Ad ogni modo, con riferimento alla richiesta, per altro generica, di fornire riscontro “sulle eventuali sanzioni elevate al Caffè 69” risulta che il Comune abbia evaso l’istanza in data 16.3.2024 (doc. 4 depositato da parte resistente), informando la ricorrente che “nel giorno venerdì 1.3.2024 è stato avviato il relativo procedimento amministrativo ed elevata relativa sanzione amministrativa a carico del trasgressore/obbligato in solido”.
La richiesta di informazioni “circa le procedure avviate ai fini della decadenza dalla concessione n. 94/23 o le eventuali motivazioni per cui, nonostante il superamento del termine dell’art. 30 del Regolamento TOSAP, non sia stata fatta la relativa contestazione”, invece, non poteva essere soddisfatta: per un verso, infatti, secondo quanto risulta dagli atti di causa, non era stata avviata alcuna procedura di decadenza dalla concessione di Caffè 69; per altro verso, la richiesta delle eventuali motivazioni per cui non fosse stata fatta la contestazione di cui all’art. 30 del Regolamento invocato si rivela meramente esplorativa, e non ha ad oggetto documenti già formati e nella disponibilità dell’Amministrazione.
30. Per quanto esposto, l’istanza risarcitoria proposta in via incidentale nel ricorso ex art. 116, co. 2 c.p.a. deve ritenersi infondata.

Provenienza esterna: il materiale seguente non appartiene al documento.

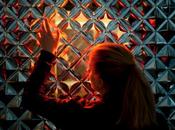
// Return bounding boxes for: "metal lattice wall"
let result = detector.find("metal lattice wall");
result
[0,0,175,130]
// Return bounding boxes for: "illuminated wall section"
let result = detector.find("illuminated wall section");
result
[0,0,175,130]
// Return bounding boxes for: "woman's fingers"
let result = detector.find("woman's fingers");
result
[44,19,52,34]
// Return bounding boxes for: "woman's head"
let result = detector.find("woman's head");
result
[89,43,135,93]
[89,43,155,128]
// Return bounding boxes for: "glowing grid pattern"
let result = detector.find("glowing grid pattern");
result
[0,0,175,130]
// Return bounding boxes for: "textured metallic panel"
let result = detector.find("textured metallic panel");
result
[0,0,175,130]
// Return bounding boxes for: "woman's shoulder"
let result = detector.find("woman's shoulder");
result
[156,111,169,130]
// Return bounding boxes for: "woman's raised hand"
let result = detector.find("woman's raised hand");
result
[37,19,60,54]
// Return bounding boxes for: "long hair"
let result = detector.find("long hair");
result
[89,43,156,129]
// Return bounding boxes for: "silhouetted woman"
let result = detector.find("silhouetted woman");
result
[23,20,168,130]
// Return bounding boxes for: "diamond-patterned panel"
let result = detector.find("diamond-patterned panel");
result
[0,0,175,130]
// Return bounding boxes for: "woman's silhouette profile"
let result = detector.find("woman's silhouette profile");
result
[22,20,168,130]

31. Conclusivamente, il Collegio ritiene di dover:
– dichiarare improcedibile la domanda di annullamento degli atti impugnati con il ricorso introduttivo;
– dichiarare improcedibili la domanda di annullamento e quella di accertamento formulate con il ricorso per motivi aggiunti;
– dichiarare improcedibili la domanda di annullamento e quella di accertamento formulate nel ricorso ex art. 116, co. 2, c.p.a.;
– respingere le domande risarcitorie.
32. La particolarità della vicenda giustifica la compensazione delle spese di lite.